There is still some sparkling dialogue and plenty of gore - don’t get me wrong - but where is the excitement? Where is the tension? Things should be happening on top of each other, not in sedate succession. This third act should build to a climax until the final, inevitable bride vs bride denouement - and it doesn’t. I don’t know what has happened there. It must be a deliberate decision on Pat Higgins’ part but it’s very strange.
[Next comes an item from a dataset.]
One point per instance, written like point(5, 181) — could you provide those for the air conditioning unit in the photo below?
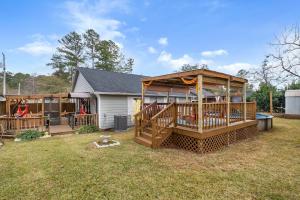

HellBride is good fun and very original - and I can appreciate that a tight budget is not going to allow for some massive Richard Curtis-style society wedding in a marquee the size of Wiltshire - but it lacks oomph when it needs it. Plus I still don’t understand who or what Beaky is. On the plus side, Cy Henty (who also contributed the drawings shown under the very funny prologue and epilogue) absolutely steals the picture with a terrific comic turn as Sinclair. Danielle Laws from KillerKiller turns up in a film-within-a-film, a monster spoof titled Squid Slayer that Lee and Ricky watch on TV.

‘Gore and prosthetics’ are credited to Beverley Chorlton who also worked on KillerKiller and did a terrific job on both films. Alan Ronald (Jesus vs the Messiah) once again handles cinematography. Higgins pulled quadruple duty, as usual, as writer, director, producer and editor - and also found time to crop up in one scene as a comedy club compere.

I really wanted to like HellBride more than I did, possibly because my hopes of cake and a late bar were unrealistically high. It is a good, funny, gory, romantic comedy horror but it’s let down by that flat third act. Tighter editing and a background track of screams and gunfire would have made all the difference.